This paper describes a system for discriminating between many possible combinations of conditions and invoking a routine to deal with them. It is illustrated with reference to a situation which may arise in a compiler, namely the treatment of different combinations of operands and operators.
We describe the technique used for organizing the system of assembly routines which provide the special arithmetic facilities embedded in Atlas Autocode (Clark and Lunnon, 1966). These amount to a language within a language and consist of declarations describing the types and names of the data, and a single form of imperative statement for processing the data. Examples of declarations are
dc array H, K(1 : n) mr(I) a,b,c
These declare and reserve space for two double-length complex arrays H, K of dimensions (1 : n) and three multi-length real numbers of length I (previously computed) a,b,c.

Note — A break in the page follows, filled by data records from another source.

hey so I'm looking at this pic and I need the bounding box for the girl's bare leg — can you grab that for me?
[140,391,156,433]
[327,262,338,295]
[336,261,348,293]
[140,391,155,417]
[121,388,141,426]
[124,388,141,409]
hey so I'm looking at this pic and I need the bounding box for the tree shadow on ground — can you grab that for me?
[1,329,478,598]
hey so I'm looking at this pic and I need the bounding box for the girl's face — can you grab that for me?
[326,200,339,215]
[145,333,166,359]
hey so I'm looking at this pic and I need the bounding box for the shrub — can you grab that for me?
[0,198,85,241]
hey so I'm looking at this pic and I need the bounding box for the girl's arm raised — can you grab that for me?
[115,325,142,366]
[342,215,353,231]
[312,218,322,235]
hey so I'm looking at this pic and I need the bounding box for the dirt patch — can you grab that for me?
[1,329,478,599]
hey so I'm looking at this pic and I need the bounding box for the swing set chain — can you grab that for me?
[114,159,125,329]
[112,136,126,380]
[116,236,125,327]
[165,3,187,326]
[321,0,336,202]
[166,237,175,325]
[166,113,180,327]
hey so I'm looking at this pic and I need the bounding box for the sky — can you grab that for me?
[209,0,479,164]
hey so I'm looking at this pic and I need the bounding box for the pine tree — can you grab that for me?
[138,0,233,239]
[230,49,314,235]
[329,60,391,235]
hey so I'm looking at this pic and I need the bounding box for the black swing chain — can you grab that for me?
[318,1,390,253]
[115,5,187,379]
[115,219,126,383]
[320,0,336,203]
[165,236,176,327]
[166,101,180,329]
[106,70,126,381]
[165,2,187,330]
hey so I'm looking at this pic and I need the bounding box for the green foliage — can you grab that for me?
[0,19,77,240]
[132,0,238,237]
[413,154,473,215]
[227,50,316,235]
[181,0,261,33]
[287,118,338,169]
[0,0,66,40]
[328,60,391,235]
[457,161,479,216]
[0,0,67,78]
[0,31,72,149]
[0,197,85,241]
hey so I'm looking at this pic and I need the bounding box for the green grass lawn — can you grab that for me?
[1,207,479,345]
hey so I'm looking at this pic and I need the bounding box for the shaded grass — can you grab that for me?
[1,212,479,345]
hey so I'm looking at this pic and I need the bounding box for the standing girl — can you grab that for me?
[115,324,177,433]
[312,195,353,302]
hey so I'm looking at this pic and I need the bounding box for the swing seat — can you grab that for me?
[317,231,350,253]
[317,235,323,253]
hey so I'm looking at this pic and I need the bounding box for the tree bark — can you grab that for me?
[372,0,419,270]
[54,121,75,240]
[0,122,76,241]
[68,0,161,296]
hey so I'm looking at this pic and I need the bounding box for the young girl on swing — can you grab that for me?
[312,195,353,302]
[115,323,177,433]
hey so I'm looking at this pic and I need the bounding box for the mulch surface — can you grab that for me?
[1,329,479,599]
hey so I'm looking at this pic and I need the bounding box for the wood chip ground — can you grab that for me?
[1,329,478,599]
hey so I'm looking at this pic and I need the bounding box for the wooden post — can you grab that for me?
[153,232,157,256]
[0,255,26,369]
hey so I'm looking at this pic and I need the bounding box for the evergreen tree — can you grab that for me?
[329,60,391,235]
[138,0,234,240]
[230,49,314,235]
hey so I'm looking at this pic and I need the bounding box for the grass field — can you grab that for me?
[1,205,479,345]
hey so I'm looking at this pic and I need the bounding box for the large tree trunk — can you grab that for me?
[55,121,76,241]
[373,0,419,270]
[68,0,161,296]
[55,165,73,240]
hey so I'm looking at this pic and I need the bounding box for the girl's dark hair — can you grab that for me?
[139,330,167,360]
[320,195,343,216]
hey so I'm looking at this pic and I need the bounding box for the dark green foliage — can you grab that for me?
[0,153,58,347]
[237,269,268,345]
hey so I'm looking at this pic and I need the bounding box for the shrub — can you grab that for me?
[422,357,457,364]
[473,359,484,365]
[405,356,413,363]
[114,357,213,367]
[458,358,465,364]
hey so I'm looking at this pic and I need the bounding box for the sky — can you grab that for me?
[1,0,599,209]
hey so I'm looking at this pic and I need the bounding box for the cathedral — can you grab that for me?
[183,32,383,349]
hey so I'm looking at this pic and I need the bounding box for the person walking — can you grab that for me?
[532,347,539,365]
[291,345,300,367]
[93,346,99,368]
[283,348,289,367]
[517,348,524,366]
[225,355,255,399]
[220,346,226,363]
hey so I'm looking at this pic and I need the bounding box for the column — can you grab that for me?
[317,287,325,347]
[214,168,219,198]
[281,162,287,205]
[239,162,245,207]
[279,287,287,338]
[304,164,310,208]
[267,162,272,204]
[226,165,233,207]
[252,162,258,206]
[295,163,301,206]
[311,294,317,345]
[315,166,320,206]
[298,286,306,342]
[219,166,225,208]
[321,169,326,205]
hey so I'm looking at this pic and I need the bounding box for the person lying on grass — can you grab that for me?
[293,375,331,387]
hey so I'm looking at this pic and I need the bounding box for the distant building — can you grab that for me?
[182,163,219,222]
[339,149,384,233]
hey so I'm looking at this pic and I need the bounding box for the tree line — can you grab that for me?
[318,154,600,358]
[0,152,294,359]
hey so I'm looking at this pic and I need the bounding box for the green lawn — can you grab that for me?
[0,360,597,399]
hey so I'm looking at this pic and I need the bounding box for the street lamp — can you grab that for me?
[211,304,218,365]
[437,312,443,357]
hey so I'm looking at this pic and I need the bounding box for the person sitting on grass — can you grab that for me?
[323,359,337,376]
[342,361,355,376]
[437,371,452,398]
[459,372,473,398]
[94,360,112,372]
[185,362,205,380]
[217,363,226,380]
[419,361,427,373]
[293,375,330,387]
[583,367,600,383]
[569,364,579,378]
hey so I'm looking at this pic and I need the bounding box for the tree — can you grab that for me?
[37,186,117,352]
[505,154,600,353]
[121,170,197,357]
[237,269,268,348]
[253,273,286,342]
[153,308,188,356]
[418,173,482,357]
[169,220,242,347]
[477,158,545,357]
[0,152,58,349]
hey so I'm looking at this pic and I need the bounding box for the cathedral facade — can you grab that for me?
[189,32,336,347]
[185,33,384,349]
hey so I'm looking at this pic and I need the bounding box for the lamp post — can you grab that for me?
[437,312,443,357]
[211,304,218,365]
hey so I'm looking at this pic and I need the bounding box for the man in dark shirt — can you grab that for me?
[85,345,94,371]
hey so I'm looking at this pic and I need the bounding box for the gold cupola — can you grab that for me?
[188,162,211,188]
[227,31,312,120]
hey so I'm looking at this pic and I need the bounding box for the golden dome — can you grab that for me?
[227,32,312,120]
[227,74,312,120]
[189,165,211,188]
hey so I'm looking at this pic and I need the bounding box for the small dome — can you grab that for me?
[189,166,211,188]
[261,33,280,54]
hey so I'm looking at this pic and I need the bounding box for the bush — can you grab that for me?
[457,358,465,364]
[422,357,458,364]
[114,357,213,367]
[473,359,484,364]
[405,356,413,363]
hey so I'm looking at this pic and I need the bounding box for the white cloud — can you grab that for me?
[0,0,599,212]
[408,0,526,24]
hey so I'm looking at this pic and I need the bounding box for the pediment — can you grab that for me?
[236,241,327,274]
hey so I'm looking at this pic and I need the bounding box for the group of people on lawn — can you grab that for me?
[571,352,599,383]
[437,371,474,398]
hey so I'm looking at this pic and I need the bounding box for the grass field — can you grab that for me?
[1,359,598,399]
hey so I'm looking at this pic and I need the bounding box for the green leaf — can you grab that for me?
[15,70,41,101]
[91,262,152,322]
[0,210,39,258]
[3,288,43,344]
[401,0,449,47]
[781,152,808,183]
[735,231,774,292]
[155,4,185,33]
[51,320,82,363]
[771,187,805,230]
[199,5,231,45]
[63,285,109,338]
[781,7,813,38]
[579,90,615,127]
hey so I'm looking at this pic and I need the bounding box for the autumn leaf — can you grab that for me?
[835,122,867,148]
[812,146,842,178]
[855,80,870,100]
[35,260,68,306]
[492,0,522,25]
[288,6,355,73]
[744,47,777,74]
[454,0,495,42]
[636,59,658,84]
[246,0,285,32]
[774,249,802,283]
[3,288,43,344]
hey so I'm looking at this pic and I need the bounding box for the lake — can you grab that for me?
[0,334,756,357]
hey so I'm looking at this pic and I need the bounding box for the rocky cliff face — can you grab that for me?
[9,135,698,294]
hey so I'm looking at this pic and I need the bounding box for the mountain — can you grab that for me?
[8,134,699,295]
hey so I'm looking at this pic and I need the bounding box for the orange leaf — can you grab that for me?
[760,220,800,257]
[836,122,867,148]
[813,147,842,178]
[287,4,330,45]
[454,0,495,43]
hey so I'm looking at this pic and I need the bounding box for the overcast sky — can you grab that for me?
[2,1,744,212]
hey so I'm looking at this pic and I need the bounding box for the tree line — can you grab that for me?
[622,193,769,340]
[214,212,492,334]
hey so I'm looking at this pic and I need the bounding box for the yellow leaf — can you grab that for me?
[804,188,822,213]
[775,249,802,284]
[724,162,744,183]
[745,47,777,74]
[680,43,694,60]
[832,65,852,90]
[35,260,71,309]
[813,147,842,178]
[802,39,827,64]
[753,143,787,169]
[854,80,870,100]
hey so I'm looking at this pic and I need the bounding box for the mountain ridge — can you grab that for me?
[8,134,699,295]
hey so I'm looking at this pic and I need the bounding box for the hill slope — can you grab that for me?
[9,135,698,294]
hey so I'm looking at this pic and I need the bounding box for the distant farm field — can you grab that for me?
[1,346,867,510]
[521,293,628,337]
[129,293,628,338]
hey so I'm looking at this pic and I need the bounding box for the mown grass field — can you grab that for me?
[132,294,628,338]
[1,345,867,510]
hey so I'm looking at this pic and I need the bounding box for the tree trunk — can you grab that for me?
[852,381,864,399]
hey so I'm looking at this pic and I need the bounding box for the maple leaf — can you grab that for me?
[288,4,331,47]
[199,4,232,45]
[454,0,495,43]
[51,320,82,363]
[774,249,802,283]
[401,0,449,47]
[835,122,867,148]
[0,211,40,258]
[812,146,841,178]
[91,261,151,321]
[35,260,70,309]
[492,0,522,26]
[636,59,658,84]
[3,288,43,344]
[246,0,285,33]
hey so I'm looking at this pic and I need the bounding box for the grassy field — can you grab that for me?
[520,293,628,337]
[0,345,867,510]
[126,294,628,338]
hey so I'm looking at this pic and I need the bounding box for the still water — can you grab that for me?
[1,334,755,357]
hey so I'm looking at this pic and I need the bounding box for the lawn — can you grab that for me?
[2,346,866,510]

In general declarations take the form
<scalar type><array type?><name list>
where the <array type>, if not present, signifies scalar. The scalar types are
sr (single length real) dr (double length real) mr (multi-length real) sb (bit pattern) sc (single length complex) dc (double length complex) mc (multi-length complex)
The precision (s,d,m) and mode (r,c,b) are effectively separate factors although they are not themselves recognized delimiter symbols.
An arithmetic statement is an infix expression with binary and right unary operators (i.e., placed on the right of the operand they refer to). All operators have uniform precedence, and the expression is processed from left to right. For example
[a sqrt + b * [c chs + (1)] + H(1) im . . .]
means: fetch a, take its square root, add b, multiply by [c chs + (1)], add H(l), take the imaginary part, etc.
At each stage the result is left in the accumulator (a dynamically varying location). Evaluation reduces therefore to a series of unary and binary operations in which the value and type of the result depend on the operator and the value and type of the operand (or operands) involved. Thus if t and v denote type and value and α and β denote unary and binary, we have
(Aα)t = αt(At) (Aα)v = αv(Av,At) (AβB)t = βt(At,Bt) (AβB)v = βv(Av,Bv,At,Bt)
The functions at αt, αv, βt, βv are described in Brooker and Clark (1966): they amount to a definition of the language. For each combination of operator and operand types the compiler calls in a specified routine (although a single routine may deal with several combinations) to compile the appropriate instructions, either an open sequence or a call for a run-time subroutine. The mechanism by which the compiling routine is selected will now be described.
The type of an operand is represented in the store of the machine as follows
For each of the 3 components of the type, namely, precision, mode, and array type there are 8 possibilities, some of which are spare. The full type of an operand is therefore given by a single bit in each of the 3 sections of the word. The digits shown correspond to dc array [The other components of the type, the dimensionality of the array and the associated bound pairs, are treated separately.]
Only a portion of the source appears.